Tras otros encuentros breves pero más gratificantes, un viernes noche, tres semanas después de verse por primera vez, tuvieron bajo el manto de unas copas una conversación muy larga, una conversación radiante, llena de oscuro sentimentalismo mientras se miraban con ternura auténtica y extrema. Él no sabía verdaderamente el motivo, pero sabía que era suya.                
Los ojos centelleantes de óscar brillaban por el whisky y por la emoción que le embargaba, mientras subía a la habitación del hotel, ansioso de poseer lo deseable y destinado, como se hallaba, a uno de esos momentos inmortales tan llenos de luz que el recuerdo de su esplendor permite ver durante años.                                                                                                              
Primero la aplastó contra él en un triunfante y duradero abrazo, pudiendo compartir los latidos que revolucionaban sus pechos, y mientras le quitaba la ropa, sintió que la fisionomía del mundo estaba cambiando delante de sus ojos.

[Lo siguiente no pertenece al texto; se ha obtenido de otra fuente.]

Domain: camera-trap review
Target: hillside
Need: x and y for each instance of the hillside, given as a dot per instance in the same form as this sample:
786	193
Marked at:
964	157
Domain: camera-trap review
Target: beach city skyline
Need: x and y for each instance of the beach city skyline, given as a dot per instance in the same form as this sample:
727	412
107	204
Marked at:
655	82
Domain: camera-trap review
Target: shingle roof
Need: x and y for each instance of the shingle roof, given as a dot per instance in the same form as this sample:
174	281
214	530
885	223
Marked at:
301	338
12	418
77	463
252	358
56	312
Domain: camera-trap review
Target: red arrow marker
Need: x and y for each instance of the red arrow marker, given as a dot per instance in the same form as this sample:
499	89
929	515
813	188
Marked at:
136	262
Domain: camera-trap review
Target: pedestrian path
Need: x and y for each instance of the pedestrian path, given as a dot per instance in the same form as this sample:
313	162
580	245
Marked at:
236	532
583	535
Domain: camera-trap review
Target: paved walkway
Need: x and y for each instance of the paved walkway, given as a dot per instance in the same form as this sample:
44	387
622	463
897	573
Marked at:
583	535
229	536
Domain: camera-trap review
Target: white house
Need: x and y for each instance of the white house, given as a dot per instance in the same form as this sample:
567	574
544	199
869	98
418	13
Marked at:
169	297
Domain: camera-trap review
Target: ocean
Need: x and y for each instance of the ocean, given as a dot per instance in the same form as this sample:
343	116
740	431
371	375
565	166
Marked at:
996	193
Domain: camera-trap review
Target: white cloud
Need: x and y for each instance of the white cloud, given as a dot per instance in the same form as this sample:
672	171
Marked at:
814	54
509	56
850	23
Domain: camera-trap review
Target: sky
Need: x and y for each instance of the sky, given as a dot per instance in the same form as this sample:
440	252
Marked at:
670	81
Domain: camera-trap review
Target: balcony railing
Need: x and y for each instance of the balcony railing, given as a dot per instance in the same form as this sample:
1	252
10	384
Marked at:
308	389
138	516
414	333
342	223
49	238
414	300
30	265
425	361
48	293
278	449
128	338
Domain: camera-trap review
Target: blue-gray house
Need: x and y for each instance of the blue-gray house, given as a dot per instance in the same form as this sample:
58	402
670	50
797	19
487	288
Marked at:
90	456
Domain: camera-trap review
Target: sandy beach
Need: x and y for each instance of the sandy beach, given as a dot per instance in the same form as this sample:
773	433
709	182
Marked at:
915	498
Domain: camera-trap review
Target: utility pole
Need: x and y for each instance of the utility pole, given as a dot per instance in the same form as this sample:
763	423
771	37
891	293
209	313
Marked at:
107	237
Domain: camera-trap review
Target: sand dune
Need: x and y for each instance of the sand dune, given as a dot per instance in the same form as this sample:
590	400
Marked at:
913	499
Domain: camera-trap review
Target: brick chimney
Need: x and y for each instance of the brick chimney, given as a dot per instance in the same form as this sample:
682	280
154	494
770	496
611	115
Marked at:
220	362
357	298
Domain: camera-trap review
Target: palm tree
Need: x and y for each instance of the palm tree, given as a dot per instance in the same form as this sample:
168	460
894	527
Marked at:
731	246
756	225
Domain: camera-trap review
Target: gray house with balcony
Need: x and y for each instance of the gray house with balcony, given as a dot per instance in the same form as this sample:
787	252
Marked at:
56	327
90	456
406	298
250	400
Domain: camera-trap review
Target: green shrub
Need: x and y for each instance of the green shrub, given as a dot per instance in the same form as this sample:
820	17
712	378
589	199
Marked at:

Descubriéndose mutuamente en la oscuridad palpitante de aquella habitación, con la sensibilidad erótica a flor de piel y emociones llenas de deseos que la noche había engendrado en el corazón de los dos. Con ganas de poseer su alma y su belleza, su cuerpo y su memoria, justo en el momento en que habían llegado a la cúspide de su juventud volcánica libre de arrugas y de miedo, con la certeza de que después de los dos todo cambiaría, entregándose a la pasión sobre el borde del precipicio en el intermedio de sus vidas.

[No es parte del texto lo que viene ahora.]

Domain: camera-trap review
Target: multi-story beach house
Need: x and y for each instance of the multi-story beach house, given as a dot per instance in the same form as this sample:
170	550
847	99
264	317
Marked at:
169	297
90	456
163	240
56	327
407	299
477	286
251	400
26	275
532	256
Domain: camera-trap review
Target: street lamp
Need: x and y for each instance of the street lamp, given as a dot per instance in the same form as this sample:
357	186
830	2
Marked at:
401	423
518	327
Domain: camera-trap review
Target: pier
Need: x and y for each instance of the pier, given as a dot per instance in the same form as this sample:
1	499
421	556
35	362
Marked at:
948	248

Había un mutismo sepulcral sobre ellos en la oscuridad destapada por una luz difusa que vagamente iluminaba los contornos de sus pieles. Noemí mantenía el rostro en expresión vacilante, y parecían haberse refugiado en sus ojos reflexiones demasiado profundas para poder expresarlas con palabras. Cualquier frase que Óscar pudiera haber dicho habría parecido inadecuada ante la perfección de su silencio.                                                                            
Estuvieron allí tumbados algo más de dos horas, al menos así lo calculó él, por el simple procedimiento de reunir los retazos de tiempo. Noemí se hallaba finalmente a medio camino entre el sueño y la vigilia, en un placentero estado de sopor que embarga después del amor. Con la claridad creciente y las sábanas a sus pies sin complejos; él miraba discretamente y con ternura aquel cuerpo desnudo tendido sobre la cama, como si su vida ya en declive fuese una cosa muy dulce.                                                                                                                                   
Óscar, en aquel momento, deseaba fotografiarla más que ninguna otra cosa, fijarla tal como era, tal como —­­­­con cada segundo inevitable— dejaría de ser para siempre.